Living Together? Think Twice Before Combining Finances
In 1977, only one million Americans were cohabiting; today, it’s five million, according to the Census Bureau. Should you combine bank accounts with a live-in partner?The short answer is: No. Keep everything separate—from credit cards to savings accounts. My friendly neighborhood banker shared the tale of a client who opened a joint account with her boyfriend, only to have him drain it when they broke up.
When you’re married, the government recognizes your assets as legally owned by both of you. If someone absconds with all the cash, the other person has the power to get restoration in a divorce court. But if you’re not hitched and your partner walks away with the dough, you have no legal recourse, because when you opened your joint account you signed a customer access agreement that gave your partner the key.
Another risk: If your partner is a check bouncer, you’re both liable for his bad habits in the event he bounces out of the picture. If you are a long-term, live-in couple with no plans to marry (Susan Sarandon/Tim Robbins, Goldie Hawn/Kurt Russell), consider a written property agreement that notes who owns what, and how you split up income and expenses.

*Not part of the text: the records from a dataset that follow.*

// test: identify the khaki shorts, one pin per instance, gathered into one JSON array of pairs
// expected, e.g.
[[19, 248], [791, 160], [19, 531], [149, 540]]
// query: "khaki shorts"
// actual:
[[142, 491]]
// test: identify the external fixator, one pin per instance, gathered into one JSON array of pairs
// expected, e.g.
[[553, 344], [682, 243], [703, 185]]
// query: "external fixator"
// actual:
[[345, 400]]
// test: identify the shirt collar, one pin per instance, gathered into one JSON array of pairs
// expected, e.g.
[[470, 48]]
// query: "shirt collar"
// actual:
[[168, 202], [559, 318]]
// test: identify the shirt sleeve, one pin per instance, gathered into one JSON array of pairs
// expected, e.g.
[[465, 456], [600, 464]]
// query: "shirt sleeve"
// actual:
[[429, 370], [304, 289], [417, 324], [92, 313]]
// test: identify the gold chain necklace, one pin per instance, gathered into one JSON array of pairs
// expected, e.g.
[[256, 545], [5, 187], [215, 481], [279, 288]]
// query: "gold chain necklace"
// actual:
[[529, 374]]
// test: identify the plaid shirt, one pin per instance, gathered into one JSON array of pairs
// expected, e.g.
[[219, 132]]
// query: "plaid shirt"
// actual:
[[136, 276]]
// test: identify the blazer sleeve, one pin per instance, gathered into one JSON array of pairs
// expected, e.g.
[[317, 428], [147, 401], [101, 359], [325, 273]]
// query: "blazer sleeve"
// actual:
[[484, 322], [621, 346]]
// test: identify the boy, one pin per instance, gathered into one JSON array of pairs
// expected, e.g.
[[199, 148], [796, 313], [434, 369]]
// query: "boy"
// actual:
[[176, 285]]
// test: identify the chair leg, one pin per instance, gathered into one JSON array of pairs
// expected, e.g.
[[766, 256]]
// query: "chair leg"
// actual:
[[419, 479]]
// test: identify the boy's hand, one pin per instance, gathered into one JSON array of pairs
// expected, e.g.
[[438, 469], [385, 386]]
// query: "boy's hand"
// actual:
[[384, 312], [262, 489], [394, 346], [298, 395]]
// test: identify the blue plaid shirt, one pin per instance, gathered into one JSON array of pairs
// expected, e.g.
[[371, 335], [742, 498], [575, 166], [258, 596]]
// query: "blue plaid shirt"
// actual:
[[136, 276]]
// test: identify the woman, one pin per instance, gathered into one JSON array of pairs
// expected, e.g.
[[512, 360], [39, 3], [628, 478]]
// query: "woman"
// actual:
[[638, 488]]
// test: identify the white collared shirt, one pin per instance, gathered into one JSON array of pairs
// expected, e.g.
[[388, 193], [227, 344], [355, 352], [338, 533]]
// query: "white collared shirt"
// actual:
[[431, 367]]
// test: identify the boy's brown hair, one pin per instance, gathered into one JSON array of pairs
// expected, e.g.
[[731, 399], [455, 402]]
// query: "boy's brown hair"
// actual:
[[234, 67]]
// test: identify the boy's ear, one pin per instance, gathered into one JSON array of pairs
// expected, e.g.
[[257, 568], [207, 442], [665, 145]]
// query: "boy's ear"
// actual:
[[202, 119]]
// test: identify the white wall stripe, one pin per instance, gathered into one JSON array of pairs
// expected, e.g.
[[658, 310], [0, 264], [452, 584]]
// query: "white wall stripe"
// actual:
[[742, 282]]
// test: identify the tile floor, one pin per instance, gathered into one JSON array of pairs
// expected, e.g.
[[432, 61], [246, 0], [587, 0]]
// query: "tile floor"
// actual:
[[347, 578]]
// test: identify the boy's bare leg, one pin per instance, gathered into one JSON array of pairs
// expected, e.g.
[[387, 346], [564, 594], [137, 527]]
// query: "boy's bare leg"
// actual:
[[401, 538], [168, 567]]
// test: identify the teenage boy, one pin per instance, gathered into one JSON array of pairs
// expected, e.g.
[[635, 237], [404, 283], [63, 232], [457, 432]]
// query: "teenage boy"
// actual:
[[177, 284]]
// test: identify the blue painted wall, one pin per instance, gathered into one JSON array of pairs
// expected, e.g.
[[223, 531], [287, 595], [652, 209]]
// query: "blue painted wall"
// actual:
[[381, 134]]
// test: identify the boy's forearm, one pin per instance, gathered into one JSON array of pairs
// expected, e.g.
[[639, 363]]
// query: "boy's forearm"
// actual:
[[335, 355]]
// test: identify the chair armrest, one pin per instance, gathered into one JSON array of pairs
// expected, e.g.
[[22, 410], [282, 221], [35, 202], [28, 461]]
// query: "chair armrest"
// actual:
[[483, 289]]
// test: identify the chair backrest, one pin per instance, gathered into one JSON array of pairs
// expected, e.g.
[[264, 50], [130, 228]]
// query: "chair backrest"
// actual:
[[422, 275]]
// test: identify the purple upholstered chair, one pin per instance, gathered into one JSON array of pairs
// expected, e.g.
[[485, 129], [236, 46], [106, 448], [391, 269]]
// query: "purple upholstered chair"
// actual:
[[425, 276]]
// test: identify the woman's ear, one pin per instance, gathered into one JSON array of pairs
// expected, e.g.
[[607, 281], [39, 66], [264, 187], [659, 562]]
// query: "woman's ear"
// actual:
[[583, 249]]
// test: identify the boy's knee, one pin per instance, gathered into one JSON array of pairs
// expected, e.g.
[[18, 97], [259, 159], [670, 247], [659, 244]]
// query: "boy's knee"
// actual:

Why bother? Because many states recognize an oral contract, or one implied by a living arrangement. So if you’re an investment banker supporting an unpublished poet, theoretically, he or she could go before a judge and say that you promised to split your take-home pay 50/50 with him. Tough to prove, yes, but who wants a court fight? You can download forms for a written property agreement at the web site Selfhelplaw.com.